Belt and Road Initiative

It is not only trends originating within Europe that have the potential to change the European landscape. For example, the impact of the Belt and Road Initiative (BRI) and economic stimulus programme, first announced by the Chinese government in 2013, should not be underestimated. China is connected to Europe by the Silk Road Economic Belt routes, and the 21st Century Maritime Silk Road creates a network of waterways across Asia, Africa and Europe.

BRI is already having an impact in Europe in a variety of ways. Investment from China into Europe rose by 25% during 2016 (source: EY Attractiveness Europe 2017).

With the transport of goods becoming easier and cheaper, it gets easier for Chinese businesses to invest in Europe, in countries such as the Netherlands. To help support these businesses, HSBC is bringing experts from China to Europe who understand the specific needs of Chinese businesses operating overseas, and can provide this support in Mandarin.

Instant payments

The digital economy and the rise of electronic banking tools for consumers and corporates in the Netherlands has provided a strong incentive for faster payments, in particular mobile ones, with an expectation that decision-making should be able to be done on-the-go. The exponential growth of the mobile phone and notably the smartphone has further nurtured this expectation.

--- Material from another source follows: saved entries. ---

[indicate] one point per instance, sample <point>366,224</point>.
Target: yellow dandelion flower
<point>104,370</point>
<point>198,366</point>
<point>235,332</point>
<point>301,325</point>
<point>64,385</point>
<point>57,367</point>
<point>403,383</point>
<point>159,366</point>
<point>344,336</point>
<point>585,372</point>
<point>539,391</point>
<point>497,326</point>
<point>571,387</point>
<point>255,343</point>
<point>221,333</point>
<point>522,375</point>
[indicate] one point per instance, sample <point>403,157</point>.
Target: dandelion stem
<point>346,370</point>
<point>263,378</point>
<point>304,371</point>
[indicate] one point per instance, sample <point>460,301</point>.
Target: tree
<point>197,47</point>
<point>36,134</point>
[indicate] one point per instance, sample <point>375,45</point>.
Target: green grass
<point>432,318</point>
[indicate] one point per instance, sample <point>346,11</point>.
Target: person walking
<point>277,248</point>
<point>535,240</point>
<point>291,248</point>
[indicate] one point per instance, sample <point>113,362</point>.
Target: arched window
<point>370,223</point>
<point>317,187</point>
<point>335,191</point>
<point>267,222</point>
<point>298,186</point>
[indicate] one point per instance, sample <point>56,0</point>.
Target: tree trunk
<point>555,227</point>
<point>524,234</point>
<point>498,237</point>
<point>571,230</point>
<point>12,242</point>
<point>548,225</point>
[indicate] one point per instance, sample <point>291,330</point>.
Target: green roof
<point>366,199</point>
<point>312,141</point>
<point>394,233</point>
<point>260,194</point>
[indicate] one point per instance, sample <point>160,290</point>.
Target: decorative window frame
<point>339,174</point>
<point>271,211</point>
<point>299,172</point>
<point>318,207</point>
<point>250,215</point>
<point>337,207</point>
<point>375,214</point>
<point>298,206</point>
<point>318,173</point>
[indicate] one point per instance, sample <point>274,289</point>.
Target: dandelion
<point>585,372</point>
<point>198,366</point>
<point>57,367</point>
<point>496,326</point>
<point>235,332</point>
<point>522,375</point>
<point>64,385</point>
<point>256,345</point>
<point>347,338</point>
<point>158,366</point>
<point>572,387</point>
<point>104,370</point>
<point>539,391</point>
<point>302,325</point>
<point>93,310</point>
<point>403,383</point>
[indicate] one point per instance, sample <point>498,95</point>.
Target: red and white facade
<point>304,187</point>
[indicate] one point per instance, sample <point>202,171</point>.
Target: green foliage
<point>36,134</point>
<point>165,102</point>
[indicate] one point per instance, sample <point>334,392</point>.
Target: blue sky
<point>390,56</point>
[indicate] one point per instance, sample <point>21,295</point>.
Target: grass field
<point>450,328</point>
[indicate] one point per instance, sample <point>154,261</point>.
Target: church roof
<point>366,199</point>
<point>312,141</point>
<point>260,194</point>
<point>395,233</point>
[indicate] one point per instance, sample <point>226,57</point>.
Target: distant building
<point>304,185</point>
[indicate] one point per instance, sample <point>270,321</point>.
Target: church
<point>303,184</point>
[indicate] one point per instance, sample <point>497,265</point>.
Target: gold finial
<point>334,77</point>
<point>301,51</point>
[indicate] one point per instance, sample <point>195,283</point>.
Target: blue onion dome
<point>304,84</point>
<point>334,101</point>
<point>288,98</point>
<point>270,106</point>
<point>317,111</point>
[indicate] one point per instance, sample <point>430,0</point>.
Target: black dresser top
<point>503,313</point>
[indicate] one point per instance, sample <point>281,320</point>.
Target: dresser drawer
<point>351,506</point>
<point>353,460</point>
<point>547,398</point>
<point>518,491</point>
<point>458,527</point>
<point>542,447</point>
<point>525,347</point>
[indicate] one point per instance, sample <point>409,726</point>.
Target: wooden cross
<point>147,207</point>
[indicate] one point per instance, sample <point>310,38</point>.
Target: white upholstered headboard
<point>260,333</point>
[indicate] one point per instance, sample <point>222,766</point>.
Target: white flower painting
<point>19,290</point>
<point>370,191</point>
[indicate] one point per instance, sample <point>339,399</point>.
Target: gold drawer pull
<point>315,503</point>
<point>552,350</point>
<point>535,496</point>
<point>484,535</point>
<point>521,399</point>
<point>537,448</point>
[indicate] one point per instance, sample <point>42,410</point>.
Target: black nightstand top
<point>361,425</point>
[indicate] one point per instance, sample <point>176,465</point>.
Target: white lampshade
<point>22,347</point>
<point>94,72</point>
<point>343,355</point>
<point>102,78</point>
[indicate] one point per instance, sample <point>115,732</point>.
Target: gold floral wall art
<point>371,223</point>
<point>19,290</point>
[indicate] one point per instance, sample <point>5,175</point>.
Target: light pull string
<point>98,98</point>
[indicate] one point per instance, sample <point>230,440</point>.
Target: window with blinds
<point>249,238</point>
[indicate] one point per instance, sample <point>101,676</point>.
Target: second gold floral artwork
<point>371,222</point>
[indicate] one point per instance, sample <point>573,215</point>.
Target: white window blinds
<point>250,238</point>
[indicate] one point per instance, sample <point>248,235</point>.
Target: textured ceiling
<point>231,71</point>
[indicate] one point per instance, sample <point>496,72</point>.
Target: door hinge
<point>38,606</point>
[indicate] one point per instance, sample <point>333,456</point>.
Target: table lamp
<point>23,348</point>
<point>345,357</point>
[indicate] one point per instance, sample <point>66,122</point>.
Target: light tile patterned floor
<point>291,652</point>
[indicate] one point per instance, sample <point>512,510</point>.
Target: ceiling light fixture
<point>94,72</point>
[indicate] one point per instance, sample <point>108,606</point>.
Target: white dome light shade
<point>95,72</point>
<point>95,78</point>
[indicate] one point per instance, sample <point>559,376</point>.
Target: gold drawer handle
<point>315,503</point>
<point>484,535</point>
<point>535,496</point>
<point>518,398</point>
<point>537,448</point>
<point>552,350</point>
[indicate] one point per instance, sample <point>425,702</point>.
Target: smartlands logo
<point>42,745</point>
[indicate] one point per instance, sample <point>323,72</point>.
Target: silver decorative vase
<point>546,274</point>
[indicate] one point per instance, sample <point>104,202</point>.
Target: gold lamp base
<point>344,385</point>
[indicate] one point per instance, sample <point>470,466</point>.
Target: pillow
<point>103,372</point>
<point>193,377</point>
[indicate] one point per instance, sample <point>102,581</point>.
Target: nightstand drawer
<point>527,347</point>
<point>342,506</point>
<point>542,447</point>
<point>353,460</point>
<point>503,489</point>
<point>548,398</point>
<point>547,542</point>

There is a drive towards innovation and alternative payments that will open the way to new ecosystems that respond to customer and corporate requirements to pay within seconds and be informed about transactions at the same time. Such solutions are not only coming from the banking sector, but also from new third-party providers.

HSBC is strongly embedded in the Netherlands and able to offer truly global liquidity structures, with multi-currency pooling, links to the RMB market and a global network.

An ideal treasury location

When looking to establish a European or global hub, or indeed when simply starting a business, the Netherlands consistently scores very highly as the place of choice. The banking, tax, and legal frameworks make it an ideal location to set up a cash pool, payment factory or a company’s entire treasury centre. “It truly is very close to a perfect environment for regional and international corporates,” suggests Van Ginneken. “Infrastructure, location, stability, tax, legal and financial infrastructure are all important factors but so are the more human factors such as, kids’ schooling, language, cost of living and overall quality of life.”

Van Ginneken states that “we are proud to be able to assist many of the largest global companies with their local, regional and global treasury needs from the Netherlands.”

HSBC is strongly embedded in the Netherlands and able to offer truly global liquidity structures, with multi-currency pooling, links to the RMB market and a global network. Through HSBC’s online banking platform, HSBCNet, and non-bank platforms such as SWIFT for corporates, our flexible liquidity solutions work seamlessly with customers’ existing processes to ensure they are making the best use of available balances.

The ongoing pursuit of global trade and investment, which is both exemplified and accelerated by current events, will continue to strengthen the connection between countries and the regional and international reach of organisations. This in turn will increase the complexity of their cash, trade and treasury management needs and the demands on their banking partners.